The Ninth Report of the International Committee on Taxonomy of Viruses (ICTV) provides the updated criteria for species demarcation within the family Potyviridae (King et al., 2012). According to this report, different species have CP amino acid sequence identity less than 80%; and nucleotide sequence identity less than 76%, either in the CP or over the whole-genome.
A blast search and sequence comparison of the complete genomes of EMLMV and TomMMoV reveal identities of 81% at the nucleotide level and 92% at the amino acid level. Similar identity levels were obtained for the nucleotide and amino acid sequences of the CP of these viruses (Table 4). These identity levels are above the threshold that would classify these viruses as members of the same species.
According to the criteria described above, EMLMV and TomMMoV are isolates of the same virus and both are putative members of the genus Ipomovirus in the family Potyviridae (Abraham et al., 2012; Dombrovsky et al., 2012). High bootstrap values obtained from the phylogenetic analysis of the deduced amino acid sequences of the polyproteins of virus species in the Potyviridae emphasize the intra- and intergenus diversity levels. Intragenus diversity within the genus Ipomovirus is demonstrated by the phylogenetic tree (Fig. 5), showing the grouping of four putative subclusters: subcluster I includes CVYV and SqVYV, subcluster II includes CBSV and Ugandan cassava brown streak virus (UCBSV), subcluster III contains only the Ipomovirus type member SPMMV, and subcluster IV comprises TomMMoV and TomMMoV-IL.

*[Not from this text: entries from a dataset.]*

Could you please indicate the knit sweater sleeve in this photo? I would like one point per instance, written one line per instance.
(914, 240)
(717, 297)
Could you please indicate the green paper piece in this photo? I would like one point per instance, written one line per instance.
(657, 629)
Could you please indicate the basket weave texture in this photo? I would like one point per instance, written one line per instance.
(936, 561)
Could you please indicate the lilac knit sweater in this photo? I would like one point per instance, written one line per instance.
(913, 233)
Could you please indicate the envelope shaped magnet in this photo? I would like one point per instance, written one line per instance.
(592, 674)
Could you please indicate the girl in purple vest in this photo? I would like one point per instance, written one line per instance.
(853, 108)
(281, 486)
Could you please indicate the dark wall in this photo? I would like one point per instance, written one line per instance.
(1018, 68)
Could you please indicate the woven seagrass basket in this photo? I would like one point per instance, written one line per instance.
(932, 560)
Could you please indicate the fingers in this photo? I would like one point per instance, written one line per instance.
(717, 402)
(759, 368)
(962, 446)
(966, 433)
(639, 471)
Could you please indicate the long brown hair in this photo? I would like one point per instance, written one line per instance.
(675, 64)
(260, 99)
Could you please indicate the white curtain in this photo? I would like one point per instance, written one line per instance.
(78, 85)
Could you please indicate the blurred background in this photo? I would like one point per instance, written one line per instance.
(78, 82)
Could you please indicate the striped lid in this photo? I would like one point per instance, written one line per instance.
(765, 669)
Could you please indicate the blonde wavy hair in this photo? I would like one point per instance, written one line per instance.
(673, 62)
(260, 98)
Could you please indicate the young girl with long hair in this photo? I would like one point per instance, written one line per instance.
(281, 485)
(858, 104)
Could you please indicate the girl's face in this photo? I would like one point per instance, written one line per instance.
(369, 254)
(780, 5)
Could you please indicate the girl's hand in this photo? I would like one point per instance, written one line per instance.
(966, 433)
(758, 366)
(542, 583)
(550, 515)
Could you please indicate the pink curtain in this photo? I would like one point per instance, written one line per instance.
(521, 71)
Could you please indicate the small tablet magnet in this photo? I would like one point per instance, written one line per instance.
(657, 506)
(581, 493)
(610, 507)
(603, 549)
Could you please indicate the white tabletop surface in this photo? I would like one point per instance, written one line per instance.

Based on these rules of molecular taxonomy, serological cross-reaction between TomMMoV antiserum and TomMMoV-IL CP, and the similar host range of laboratory test plants, it is concluded that the formerly named EMLMV (Dombrovsky et al., 2012) is a distant strain of TomMMoV (Walkey et al., 1994; Monger et al., 2001; Abraham et al., 2012), designated TomMMoV-IL. The current study reports that TomMMoV-IL is the causal agent of a new devastating aubergine disease which is spread in nature by the whitefly vector B. tabaci.
The authors wish to acknowledge Dr Vered Holdengreber from the Department of Plant Pathology, the Volcani Center, for having conducted the ultrathin sections and the transmission electron microscopy analysis; and Dr Adi Doron-Faigenboim from the Department of Plant Science, the Volcani Center, for the assistance in the phylogenetic tree analysis.